Tuesday, July 27, 2010

Christmas in July: All I Want for Christmas (1991)

Once again I worry that all this Christmas sentiment has slightly melted my heart, because All I Want for Christmas is another somewhat sappy holiday movie that I found mostly charming if entirely forgettable. It's thoroughly predictable from start to finish, but it has some really nice performances and a fairly light touch when it comes both to holiday sap and silly comedy, and the characters actually seem to genuinely like each other rather than just profess their love for the sake of the plot. This isn't some forgotten masterpiece, but like Nothing Like the Holidays, it's the kind of movie you could catch on TV in December and then unexpectedly watch all the way through.

A great deal of the charm comes from a very young Thora Birch as one of two kids (the other is played by a young Ethan Embry) who scheme to get their divorced parents back together on Christmas Eve. Birch made a big splash with serious roles about a decade later in American Beauty and Ghost World, and then basically descended into direct-to-video and TV-movie hell after that. But for someone whose image is still largely cemented in playing angsty teenagers, she's actually quite a revelation here as a cute and precocious kid who's never annoying or fake. Embry is good too, although his performance is a little more smarmy, and he has to deal with both the scheme to reunite the parents and a budding romance with a slightly older girl.
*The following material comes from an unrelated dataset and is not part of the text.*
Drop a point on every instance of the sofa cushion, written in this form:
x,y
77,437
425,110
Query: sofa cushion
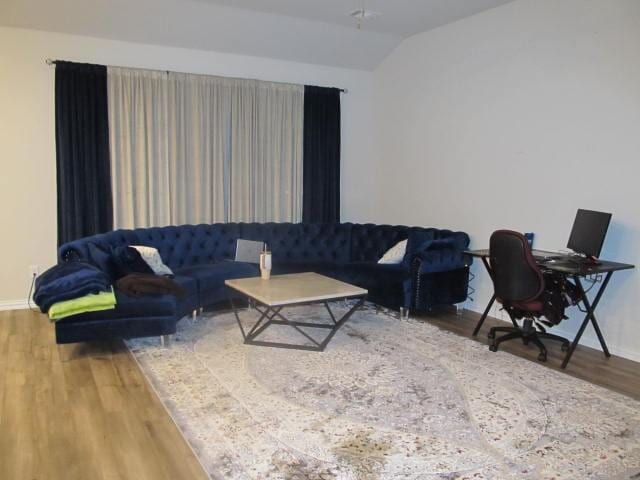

Harley Jane Kozak and Jamey Sheridan make less of an impact as the parents, but they still do a good job of making both the bickering and the reconciliation seem natural (I also appreciated that the movie didn't stigmatize divorce, just illustrate that these two particular people should reunite). And the regal Lauren Bacall shines in her few scenes as the grandmother who wishes her daughter would dump her current loser boyfriend (Kevin Nealon, in the least nuanced part) and get back with her upstanding ex-husband. It's pretty much just The Parent Trap at Christmas (and without identical twins), but it has a genuine humanity to it that overcomes many of the cliches. Either that, or Christmas movies have addled my brain.

The True Meaning of Christmas: Again, it's all about family togetherness.